Waktu berjalan secepat hembusan angin, tak terasa membawaku pada malam akbar pentas halloween ini. Performa band kami terbilang sangat sukses. Tentu aku turut merasa bahagia, walau ada sepercik kekecewaan pada malam ini. Anna... Batang hidungnya tak terlihat. Padahal, ialah sosok yang paling kutunggu. Aku telah merencanakan segalanya matang-matang, namun semuanya berantakan. Kutapakkan kaki keluar auditorium tempat acara berlangsung dengan setangkai mawar merah di tangan yang kini tak berarti.

Melewati taman, tiba-tiba pandanganku menangkap siluet seseorang yang familiar. Aku memicingkan mata. Seorang gadis berpakaian putih, rambut tergerai panjang... Tak salah lagi, itu dia! Sekejap dadaku berdebar kencang, menunduk menatap mawar di tangan untuk menenangkan diri. Perlahan kuangkat kembali kepalaku, namun sosok itu sudah lenyap. Ke mana Anna?!

Setengah berlari, kuhampiri seorang cleaning service sekolah yang semenjak tadi membersihkan taman. “Pak, liat cewek yang duduk di bangku itu tadi nggak?” Bapak yang telah cukup renta itu menatapku keheranan. “Siapa? Daritadi di sini nggak ada siapa-siapa, kok.” Aku menggelengkan kepala kuat-kuat.

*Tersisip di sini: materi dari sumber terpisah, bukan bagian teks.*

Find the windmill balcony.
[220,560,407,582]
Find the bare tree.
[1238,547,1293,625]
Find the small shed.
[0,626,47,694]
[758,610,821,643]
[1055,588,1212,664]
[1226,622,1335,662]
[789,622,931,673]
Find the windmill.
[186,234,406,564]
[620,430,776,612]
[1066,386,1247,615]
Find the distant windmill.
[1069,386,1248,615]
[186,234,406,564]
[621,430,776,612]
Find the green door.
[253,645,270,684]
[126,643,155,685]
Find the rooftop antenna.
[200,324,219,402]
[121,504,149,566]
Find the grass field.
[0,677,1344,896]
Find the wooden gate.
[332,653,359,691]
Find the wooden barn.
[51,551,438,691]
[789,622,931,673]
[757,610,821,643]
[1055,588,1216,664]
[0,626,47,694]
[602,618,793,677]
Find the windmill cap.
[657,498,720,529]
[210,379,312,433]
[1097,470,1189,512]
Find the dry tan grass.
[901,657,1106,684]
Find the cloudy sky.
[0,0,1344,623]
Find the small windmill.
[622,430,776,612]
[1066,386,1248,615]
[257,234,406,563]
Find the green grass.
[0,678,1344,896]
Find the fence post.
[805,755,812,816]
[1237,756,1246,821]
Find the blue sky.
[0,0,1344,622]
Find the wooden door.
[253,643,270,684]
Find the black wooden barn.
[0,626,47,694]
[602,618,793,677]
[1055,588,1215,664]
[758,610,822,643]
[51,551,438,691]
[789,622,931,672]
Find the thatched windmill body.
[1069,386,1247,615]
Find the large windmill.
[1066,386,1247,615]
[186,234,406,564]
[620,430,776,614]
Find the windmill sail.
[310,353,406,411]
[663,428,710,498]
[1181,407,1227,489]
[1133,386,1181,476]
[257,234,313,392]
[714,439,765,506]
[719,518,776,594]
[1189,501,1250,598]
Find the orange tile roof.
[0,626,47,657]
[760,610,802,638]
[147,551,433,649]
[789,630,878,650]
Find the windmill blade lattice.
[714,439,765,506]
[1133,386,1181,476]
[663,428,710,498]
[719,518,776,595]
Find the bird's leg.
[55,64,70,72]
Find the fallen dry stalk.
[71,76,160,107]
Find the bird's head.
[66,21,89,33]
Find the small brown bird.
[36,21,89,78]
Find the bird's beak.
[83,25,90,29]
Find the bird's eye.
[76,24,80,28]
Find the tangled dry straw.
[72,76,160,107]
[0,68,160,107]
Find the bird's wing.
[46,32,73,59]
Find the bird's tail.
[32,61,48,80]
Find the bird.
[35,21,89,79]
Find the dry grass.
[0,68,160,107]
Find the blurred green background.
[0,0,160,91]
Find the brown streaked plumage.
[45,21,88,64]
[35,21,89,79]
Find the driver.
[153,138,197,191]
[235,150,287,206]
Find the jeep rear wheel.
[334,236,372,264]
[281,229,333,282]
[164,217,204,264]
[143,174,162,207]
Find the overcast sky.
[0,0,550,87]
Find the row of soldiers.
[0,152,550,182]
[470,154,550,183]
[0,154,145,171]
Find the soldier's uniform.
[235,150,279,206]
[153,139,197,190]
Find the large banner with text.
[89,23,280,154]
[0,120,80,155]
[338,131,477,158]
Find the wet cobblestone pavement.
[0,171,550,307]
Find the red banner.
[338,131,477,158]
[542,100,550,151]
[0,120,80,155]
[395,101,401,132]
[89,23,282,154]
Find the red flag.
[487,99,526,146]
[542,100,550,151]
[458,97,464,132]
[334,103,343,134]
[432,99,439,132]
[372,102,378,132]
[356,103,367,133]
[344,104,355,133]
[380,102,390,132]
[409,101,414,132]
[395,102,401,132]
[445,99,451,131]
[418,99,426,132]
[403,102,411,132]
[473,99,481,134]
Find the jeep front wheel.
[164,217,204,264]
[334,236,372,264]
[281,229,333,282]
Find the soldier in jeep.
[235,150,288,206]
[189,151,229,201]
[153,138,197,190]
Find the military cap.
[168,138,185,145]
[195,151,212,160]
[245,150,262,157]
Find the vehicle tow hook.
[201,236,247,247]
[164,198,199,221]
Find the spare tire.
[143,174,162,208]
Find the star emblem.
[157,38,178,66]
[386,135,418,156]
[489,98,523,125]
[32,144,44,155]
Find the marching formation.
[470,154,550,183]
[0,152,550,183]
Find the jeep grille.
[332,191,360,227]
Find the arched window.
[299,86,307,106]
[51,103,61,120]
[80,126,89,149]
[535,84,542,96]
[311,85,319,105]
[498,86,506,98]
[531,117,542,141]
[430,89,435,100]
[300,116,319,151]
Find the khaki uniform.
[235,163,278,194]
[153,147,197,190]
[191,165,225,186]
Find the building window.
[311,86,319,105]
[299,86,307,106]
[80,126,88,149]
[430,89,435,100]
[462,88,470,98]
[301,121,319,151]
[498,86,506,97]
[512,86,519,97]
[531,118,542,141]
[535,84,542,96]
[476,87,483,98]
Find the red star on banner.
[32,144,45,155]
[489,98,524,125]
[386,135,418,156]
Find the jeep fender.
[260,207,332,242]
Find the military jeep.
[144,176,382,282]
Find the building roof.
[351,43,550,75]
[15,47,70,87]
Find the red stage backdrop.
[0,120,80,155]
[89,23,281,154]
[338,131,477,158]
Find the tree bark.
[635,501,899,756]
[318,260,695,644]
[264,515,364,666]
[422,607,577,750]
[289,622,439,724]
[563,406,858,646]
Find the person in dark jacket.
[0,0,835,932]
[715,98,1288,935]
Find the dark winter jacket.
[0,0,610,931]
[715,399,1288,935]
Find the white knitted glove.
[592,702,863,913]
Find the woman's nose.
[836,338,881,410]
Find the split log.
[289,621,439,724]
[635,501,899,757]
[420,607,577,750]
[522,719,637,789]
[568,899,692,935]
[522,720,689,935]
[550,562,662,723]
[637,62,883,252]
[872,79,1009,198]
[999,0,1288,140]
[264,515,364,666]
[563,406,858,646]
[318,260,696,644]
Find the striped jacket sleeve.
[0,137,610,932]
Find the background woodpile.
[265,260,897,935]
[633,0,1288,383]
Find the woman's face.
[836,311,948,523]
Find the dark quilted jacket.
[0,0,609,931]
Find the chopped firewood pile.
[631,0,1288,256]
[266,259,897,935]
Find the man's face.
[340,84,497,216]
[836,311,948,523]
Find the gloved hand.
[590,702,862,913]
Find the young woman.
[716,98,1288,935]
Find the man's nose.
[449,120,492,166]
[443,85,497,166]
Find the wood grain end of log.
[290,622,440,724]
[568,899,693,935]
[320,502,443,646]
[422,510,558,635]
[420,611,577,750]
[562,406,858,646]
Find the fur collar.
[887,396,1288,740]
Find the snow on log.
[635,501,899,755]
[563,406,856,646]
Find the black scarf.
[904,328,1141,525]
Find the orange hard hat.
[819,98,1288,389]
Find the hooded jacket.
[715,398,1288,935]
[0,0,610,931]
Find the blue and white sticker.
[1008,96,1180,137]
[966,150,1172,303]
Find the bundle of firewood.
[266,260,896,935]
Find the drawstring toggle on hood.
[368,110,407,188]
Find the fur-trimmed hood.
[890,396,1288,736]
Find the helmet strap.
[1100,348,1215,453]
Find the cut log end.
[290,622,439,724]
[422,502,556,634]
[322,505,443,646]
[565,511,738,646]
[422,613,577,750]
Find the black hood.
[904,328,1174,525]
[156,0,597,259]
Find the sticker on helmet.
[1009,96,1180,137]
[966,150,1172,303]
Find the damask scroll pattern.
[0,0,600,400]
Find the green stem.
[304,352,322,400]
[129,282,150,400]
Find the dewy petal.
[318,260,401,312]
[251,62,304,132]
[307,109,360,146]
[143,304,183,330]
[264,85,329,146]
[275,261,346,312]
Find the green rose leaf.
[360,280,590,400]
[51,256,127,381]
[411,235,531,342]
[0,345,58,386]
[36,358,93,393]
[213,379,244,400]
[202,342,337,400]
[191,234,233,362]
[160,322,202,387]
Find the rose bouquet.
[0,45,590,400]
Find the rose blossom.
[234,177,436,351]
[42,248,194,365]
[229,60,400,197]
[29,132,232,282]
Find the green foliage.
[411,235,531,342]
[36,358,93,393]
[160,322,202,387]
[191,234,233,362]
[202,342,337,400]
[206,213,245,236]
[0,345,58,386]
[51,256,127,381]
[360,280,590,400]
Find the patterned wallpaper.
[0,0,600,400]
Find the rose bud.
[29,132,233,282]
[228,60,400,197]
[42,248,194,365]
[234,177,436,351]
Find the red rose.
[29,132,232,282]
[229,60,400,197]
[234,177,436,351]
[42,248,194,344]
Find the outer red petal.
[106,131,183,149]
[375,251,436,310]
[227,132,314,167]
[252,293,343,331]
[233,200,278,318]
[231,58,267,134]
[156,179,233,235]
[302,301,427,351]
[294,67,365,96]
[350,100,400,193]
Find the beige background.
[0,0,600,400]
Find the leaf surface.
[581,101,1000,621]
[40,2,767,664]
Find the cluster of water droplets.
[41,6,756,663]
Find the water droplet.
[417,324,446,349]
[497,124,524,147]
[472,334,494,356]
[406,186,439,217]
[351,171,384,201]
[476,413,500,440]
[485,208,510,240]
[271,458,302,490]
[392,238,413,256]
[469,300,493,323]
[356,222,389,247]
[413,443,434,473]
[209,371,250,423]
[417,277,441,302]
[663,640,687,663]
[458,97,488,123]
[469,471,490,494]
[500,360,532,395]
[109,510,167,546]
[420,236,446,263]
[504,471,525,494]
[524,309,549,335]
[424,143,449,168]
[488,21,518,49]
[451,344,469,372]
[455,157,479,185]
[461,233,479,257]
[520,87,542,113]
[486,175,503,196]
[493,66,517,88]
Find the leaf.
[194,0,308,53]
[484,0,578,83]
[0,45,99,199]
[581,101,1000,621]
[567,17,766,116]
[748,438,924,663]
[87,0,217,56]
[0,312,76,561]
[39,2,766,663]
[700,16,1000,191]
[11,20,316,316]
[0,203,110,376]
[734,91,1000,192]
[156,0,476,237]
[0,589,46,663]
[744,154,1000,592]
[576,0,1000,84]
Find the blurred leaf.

Tidak, aku tak mungkin salah. Itu pasti Anna! Buru-buru kulangkahkan kaki ke bangku taman itu dengan kalap. Tanpa sengaja, kakiku menginjak sesuatu. Sebuah liontin dengan inisial A di depannya. A... Anna?!

Kubuka liontin itu perlahan, mendapati foto seorang gadis sedang bermain piano, juga jepret bersama kawan-kawannya di ruang musik sekolah ini. Dan gadis itu... Anna! Kuamati baik-baik, rupanya ada tahun cetak foto kecil itu. Tunggu dulu... 2001? Kenapa bukan 2011?

Entahlah, masa bodoh! Aku buru-buru menunjukkan foto pada liontin itu. “Ini dia ceweknya, Pak. Tadi dia di sini, kan?” Bapak renta itu memperhatikan foto Anna, kemudian terlonjak ketakutan. “Di-dia... Gadis itu...” “Kenapa, Pak?” “Saya tahu dia. Dia murid sekolah ini yang meninggal oleh kecelakaan 10 tahun yang lalu! Tepat, tepat di malam acara seperti hari ini!”

Sekejap, darahku seolah berhenti mengalir. Meninggal oleh kecelakaan... 2001, sepuluh tahun lalu... Malam halloween... Semua itu menerbangkanku pada rumor yang dikisahkan Rio. Bunga mawar yang ada di tanganku terlepas begitu saja. Jadi selama ini Anna, yang sering mengobrol denganku, juga membuatku jatuh cinta, adalah... Arwah? Mataku berkunang-kunang, kurasakan tubuhku terjatuh di tanah sesaat sebelum semuanya berubah menjadi gelap.